Why can't I have std::optional<T> where T is abstract?

This does not work:

struct Type {
    virtual bool func(const std::string& val) const noexcept = 0;
}

// in main
optional<Type> = some_function_returning_optional_type();

and fails with a error message:

error: cannot declare field 'std::experimental::fundamentals_v1::_Optional_base<Type, false>::<anonymous union>::_M_payload' to be of abstract type 'Type'

Changing the Type to have a non-pure function works, but is not appropriate in this case, because there cannot be an instance of Type in my code, only classes which inherit from it should be able to exist.

2 answers

  • answered 2017-10-11 10:05 Vittorio Romeo

    std::optional<T> stores its value in-place - it therefore needs to know the size of T to work correctly, and T must be a concrete type that can be instantiated. You can think of std::optional<T> as:

    template <typename T>
    struct optional
    {
        std::aligned_storage_t<sizeof(T), alignof(T)> _data;
        bool _set;
    };
    

    An abstract type represents an interface - polymorphism and some sort of indirection are required to work with abstract types. std::optional doesn't have any indirection by design.

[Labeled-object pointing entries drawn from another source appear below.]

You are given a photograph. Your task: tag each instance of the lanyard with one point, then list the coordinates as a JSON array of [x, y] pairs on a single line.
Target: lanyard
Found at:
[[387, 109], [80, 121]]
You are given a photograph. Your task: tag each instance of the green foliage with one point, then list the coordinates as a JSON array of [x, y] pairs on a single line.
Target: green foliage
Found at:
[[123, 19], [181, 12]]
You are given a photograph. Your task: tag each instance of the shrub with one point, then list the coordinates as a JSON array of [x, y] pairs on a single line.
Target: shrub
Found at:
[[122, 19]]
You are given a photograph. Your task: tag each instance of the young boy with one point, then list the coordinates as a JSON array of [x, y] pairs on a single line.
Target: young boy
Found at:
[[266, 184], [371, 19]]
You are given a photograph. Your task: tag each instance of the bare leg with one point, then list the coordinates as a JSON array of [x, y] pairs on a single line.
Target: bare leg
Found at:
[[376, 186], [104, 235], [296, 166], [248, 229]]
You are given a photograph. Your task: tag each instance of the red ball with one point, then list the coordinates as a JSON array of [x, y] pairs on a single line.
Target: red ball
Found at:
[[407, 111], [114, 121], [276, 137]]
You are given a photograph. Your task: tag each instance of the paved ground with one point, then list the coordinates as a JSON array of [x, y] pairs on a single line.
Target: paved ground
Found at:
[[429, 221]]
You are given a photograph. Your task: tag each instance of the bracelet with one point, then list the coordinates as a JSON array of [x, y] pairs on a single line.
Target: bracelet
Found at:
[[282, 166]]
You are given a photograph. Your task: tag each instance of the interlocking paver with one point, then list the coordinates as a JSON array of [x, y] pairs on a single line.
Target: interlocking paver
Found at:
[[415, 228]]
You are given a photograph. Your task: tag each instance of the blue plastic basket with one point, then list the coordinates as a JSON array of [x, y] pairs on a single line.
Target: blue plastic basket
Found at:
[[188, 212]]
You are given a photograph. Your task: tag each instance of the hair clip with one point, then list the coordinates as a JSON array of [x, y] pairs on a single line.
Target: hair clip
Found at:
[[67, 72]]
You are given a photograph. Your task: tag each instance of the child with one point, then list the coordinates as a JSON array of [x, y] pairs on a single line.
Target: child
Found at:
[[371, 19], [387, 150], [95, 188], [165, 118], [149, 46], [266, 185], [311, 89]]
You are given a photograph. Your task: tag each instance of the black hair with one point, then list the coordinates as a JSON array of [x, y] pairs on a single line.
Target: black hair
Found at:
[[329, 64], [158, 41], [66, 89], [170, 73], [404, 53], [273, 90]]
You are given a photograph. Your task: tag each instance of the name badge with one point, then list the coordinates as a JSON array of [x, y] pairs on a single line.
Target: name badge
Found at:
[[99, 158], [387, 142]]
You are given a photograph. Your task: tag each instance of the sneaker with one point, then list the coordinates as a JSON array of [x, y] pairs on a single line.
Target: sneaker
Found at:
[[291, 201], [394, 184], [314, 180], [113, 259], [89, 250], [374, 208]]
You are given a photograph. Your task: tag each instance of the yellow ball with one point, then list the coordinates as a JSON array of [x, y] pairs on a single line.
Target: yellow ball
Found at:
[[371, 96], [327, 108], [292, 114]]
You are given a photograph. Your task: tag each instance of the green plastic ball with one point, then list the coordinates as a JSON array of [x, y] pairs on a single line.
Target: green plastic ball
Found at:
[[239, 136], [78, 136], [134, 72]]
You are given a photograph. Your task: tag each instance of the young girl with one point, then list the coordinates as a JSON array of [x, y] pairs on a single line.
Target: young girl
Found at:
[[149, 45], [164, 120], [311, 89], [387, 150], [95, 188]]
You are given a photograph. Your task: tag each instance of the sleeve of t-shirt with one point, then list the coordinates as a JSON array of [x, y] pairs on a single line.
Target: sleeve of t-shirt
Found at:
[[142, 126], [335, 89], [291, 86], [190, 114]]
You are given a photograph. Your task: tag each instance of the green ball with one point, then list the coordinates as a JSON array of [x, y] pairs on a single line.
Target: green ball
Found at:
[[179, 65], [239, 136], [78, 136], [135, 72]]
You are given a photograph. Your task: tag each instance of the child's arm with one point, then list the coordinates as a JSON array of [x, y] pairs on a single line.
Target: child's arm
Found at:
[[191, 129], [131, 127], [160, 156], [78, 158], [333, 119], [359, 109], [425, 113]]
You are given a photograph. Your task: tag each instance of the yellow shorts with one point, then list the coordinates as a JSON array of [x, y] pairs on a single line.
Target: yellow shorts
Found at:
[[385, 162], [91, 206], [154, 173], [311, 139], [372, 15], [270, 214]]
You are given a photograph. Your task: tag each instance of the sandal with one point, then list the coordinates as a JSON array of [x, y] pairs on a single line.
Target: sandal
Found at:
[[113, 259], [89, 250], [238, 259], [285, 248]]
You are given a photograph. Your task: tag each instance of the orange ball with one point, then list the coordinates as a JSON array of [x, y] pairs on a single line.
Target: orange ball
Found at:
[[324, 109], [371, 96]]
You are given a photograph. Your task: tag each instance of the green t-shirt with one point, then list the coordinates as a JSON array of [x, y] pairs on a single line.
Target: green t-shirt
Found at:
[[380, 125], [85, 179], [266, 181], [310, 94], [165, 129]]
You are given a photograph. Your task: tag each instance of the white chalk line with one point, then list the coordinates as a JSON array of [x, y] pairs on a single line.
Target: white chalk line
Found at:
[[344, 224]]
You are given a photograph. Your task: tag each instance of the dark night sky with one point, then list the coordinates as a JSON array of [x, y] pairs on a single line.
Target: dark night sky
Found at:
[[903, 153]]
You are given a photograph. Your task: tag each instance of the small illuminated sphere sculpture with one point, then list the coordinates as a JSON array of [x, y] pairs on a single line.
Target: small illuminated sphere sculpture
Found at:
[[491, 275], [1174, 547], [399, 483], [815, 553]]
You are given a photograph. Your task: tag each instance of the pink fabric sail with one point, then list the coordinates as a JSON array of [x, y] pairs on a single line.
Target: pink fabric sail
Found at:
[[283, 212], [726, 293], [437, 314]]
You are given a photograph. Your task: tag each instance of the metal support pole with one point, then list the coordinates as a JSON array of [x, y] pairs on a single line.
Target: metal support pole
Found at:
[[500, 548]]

  • answered 2017-10-11 10:05 Richard Hodges

    Your proposal of optional will of course work but it would offend me to have to write

    x.value()->do_something();
    

    and I'd be concerned that users might do something daft:

    x.value().reset();  // now what?
    

    We can achieve polymorphism with a non-polymorphic interface by using a wrapper.

    Here's one way:

    #include <optional>
    #include <iostream>
    
    // the Foo interface/base class
    struct Foo
    {
        virtual ~Foo() = default;
        virtual Foo* clone() const { return new Foo(*this); }
    
        virtual void do_something() {
            std::cout << "something Fooey\n";
        }
    };
    
    // a service for managing Foo and classes derived from Foo
    struct FooService
    {
        template<class Arg>
        Foo* clone(Arg&& arg)
        {
            using d_type = std::decay_t<Arg>; 
            return new d_type(std::forward<Arg>(arg));
        }
    
        template<class Arg>
        Foo* clone(Foo* arg)
        {
            return arg->clone();
        }
    
        Foo* release(Foo*& other) noexcept
        {
            auto tmp = other;
            other = nullptr;
            return tmp;
        }
    };
    
    // implement the Foo interface in terms of a pimpl
    template<class Holder>
    struct BasicFoo
    {
    
        decltype(auto) do_something() {
            return get().do_something();
        }
    
    
    
    private:
        Foo& get() noexcept { return static_cast<Holder*>(this)->get_impl(); }
        Foo const& get() const noexcept { return static_cast<Holder const*>(this)->get_impl(); }
    };
    
    
    // a type for holding anything derived from a Foo
    // can be initialised by anything Foo-like and handles copy/move correctly
    struct FooHolder : BasicFoo<FooHolder>
    {
        template
        <
            class Arg,
            std::enable_if_t
            <
                std::is_base_of_v<Foo, std::decay_t<Arg>>
            >* = nullptr
        >
        FooHolder(Arg&& arg)
        : service_()
        , ptr_(service_.clone(std::forward<Arg>(arg)))
        {}
    
        FooHolder(FooHolder const& other)
        : service_()
        , ptr_(other.ptr_->clone())
        {
        }
    
        FooHolder(FooHolder && other) noexcept
        : service_()
        , ptr_(service_.release(other.ptr_))
        {
        }
    
        FooHolder& operator=(FooHolder const& other)
        {
            auto tmp = other;
            std::swap(ptr_, tmp.ptr_);
            return *this;
        }
    
        FooHolder& operator=(FooHolder && other) noexcept
        {
            auto tmp = std::move(other);
            std::swap(ptr_, tmp.ptr_);
            return *this;
        }
    
        ~FooHolder()
        {
            delete ptr_;
        }
    
        Foo& get_impl() noexcept { return *ptr_; }
        Foo const& get_impl() const noexcept { return *ptr_; }
    
        FooService service_;
        Foo* ptr_;
    };
    
    // now we can supply as many overrides of Foo as we like    
    struct Bar : Foo
    {
        virtual Foo* clone() const { return FooService().clone(*this); }
    
        virtual void do_something() {
            std::cout << "something Barey\n";
        }
    
    };
    
    int main()
    {
        std::optional<FooHolder> opt;
    
        // note that we're initialising cleanly    
        opt = Bar {};
    
        // and we don't expose the pointer so the user can't
        // destroy the pimpl accidentally
        opt.value().do_something();
    }